The ins and outs of the Cambridge curriculum

The Cambridge education system is often mentioned as an alternative option to South Africa's NSC examinations (DBE and IEB), but what is it exactly?
The ins and outs of the Cambridge curriculum

Formed by the UK’s University of Cambridge more than 150 years ago, Cambridge Assessment International Education (CAIE) is the world’s largest provider of international education programmes to over 8 million candidates in 160 countries. Its A Level qualifications are recognised and valued by all Ivy League and Ivy Plus universities in the US, all UK universities, as well as those in Australia, Canada, Germany and beyond. The Cambridge AS and A Levels are also accepted at South African universities.

The merits

“The Cambridge International curriculum is flexible, challenging and inspiring, plus all final examinations are externally set and marked by Cambridge International,” says Gareth Tucker, director of Cambridge at Somerset College, an independent school in Somerset West that is fully accredited with the Cambridge International Programme.

“In a nutshell,” Tucker explains, “the ideals espoused by the Cambridge curriculum are very similar to those of the IEB but the former is more flexible in terms of routes to follow to a final qualification, covers the subject matter in more depth and gives a deeper understanding of the topics covered.

“Fewer subjects are studied at A-Level, which means a more concentrated approach. Deep knowledge of focused subjects as well as conceptual understanding is fostered, encouraging students to develop higher-order problem solving and thinking skills.”

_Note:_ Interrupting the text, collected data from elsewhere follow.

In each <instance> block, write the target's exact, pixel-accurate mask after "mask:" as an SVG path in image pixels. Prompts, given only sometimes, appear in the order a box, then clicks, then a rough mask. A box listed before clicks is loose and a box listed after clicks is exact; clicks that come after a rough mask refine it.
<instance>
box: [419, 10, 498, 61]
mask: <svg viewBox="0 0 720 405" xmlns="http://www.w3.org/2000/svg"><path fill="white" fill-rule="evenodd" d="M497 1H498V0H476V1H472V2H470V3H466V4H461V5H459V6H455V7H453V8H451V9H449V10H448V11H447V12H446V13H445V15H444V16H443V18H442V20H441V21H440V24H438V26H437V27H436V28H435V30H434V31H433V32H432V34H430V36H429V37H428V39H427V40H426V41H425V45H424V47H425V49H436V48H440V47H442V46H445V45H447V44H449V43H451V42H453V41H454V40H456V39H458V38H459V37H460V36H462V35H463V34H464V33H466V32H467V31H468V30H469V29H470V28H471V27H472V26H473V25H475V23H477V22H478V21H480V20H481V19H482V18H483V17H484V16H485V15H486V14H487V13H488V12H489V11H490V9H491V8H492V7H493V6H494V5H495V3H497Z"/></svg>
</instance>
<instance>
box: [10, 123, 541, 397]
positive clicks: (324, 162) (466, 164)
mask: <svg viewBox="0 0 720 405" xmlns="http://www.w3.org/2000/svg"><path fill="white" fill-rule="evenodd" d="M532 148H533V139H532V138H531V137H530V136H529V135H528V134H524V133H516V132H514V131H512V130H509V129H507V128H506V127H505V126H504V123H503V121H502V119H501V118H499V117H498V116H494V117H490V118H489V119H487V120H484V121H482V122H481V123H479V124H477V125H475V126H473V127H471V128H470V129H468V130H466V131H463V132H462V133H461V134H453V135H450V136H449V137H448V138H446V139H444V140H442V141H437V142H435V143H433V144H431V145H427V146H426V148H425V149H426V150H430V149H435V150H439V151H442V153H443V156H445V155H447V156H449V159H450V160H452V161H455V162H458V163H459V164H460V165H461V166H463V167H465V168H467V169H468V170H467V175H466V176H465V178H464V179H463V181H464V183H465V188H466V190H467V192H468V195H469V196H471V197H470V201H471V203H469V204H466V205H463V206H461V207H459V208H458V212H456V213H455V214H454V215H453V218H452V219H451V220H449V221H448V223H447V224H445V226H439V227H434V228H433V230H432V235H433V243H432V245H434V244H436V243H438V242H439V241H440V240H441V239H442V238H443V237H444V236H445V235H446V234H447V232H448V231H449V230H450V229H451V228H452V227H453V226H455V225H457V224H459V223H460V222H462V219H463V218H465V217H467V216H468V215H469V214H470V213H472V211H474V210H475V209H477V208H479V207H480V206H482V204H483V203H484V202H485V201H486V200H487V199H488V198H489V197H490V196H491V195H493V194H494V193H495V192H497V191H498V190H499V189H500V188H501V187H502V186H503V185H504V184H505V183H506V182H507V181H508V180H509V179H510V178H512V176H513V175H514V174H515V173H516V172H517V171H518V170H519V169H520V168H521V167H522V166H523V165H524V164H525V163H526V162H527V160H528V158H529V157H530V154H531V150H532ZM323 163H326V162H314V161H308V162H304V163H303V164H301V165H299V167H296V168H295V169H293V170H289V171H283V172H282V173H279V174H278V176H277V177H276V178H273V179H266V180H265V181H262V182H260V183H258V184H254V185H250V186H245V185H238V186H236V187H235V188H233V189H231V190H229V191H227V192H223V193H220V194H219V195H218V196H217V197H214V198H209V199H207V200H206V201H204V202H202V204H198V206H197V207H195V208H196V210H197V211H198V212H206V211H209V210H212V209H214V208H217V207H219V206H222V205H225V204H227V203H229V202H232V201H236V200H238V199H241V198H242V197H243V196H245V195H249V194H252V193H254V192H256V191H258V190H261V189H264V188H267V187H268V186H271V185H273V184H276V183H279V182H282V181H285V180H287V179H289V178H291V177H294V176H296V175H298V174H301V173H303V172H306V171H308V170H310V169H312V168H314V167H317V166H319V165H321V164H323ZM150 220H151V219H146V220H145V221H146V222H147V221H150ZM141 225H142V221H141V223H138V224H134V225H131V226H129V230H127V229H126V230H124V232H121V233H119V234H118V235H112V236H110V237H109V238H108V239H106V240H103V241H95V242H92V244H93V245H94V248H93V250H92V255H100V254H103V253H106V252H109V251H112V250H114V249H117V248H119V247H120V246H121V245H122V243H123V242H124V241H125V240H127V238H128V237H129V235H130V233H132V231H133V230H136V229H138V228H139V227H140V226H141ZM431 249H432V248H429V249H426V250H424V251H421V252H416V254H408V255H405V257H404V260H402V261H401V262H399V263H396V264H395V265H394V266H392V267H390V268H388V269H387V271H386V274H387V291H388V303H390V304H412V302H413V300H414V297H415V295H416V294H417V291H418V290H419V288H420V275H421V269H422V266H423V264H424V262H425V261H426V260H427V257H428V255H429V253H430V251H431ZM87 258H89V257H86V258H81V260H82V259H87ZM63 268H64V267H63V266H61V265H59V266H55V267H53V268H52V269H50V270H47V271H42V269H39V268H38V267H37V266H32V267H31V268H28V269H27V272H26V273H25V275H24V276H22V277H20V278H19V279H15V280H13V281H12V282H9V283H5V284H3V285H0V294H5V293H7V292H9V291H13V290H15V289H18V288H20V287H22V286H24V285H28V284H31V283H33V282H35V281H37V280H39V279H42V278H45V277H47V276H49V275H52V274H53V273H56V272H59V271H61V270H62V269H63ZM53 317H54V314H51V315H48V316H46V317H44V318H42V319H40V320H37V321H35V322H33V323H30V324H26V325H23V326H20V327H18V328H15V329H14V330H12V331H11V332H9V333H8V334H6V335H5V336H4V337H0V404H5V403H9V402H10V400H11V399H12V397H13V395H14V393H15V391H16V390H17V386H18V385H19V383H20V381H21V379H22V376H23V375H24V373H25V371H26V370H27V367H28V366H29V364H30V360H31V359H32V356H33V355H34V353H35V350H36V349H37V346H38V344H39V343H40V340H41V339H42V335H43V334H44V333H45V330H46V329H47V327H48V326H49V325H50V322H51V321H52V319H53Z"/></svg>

He adds that students are encouraged to both do independent research as well as collaborate with their peers; regular practicals in the science subjects are emphasised and students learn to present their arguments openly.

He explains the two-year, staged Cambridge International A Level programme run by Somerset College: “Successful students achieve the Advanced Subsidiary (AS) qualification at the end of the first year and full Advanced Level (A Level) qualifications after the second year. The AS qualification is seen as equivalent to the Grade 12 National Senior Certificate (NSC) achieved via the DBE or IEB route.”

Who will it suit

Students who are able to work independently and take responsibility for their own studies will thrive in the Cambridge Programme, says Tucker. “The programme is good for those who relish a challenge and want to be stretched academically and emotionally. They must be prepared to work hard outside of the classroom and to be engaged at all times in the classroom.”

Remember, the UK’s IGCSE, usually written by 16-year-olds, is their school leaving certificate. AS and A Levels are a step up and some students will find them challenging.

Tucker agrees: “The Somerset College Cambridge Programme is an accelerated programme. Students will complete a Grade 12 equivalent in one year, and it does take some time to get used to the teaching and questioning style.”

He explains that final results are based on the final external examinations: “There is no continuous assessment mark, so students who suffer from examination anxiety should think carefully about entering the programme.” Tucker adds that the Cambridge Curriculum may not be ideal for those intending to study in South Africa.

“That said, if there’s a possibility that your child will choose to study abroad or your family is considering emigration, this is an important option to consider. While the DBE and IEB matrics are accepted by many international universities, Cambridge A Levels are accepted far more widely. And they put a student on the same academic level as other international students applying to those universities.”

Tucker also emphasises the importance of ensuring the subjects a student takes will give them access to the universities of their choice, whichever examinations they will be writing. “We offer subjects that are accepted by universities around the world in the fields of Science, Finance and Commerce, Engineering and Computer Science. But, just as they’d do when choosing subjects that will gain them admission to a South African university, a student looking to study abroad should contact the universities they are interested in and find out the actual requirements before making a final decision.

Questions to ask when evaluating Cambridge schools

Proper accreditation of the institution is the most important question, says Tucker. “This will largely determine quality but past results indicate how students of that institution are comparing with others across the world, so ask for those too. As an example, evidence of the strong programme offered at Somerset College is found in past students who have earned the top marks in the world for Maths, IT, physics and English.”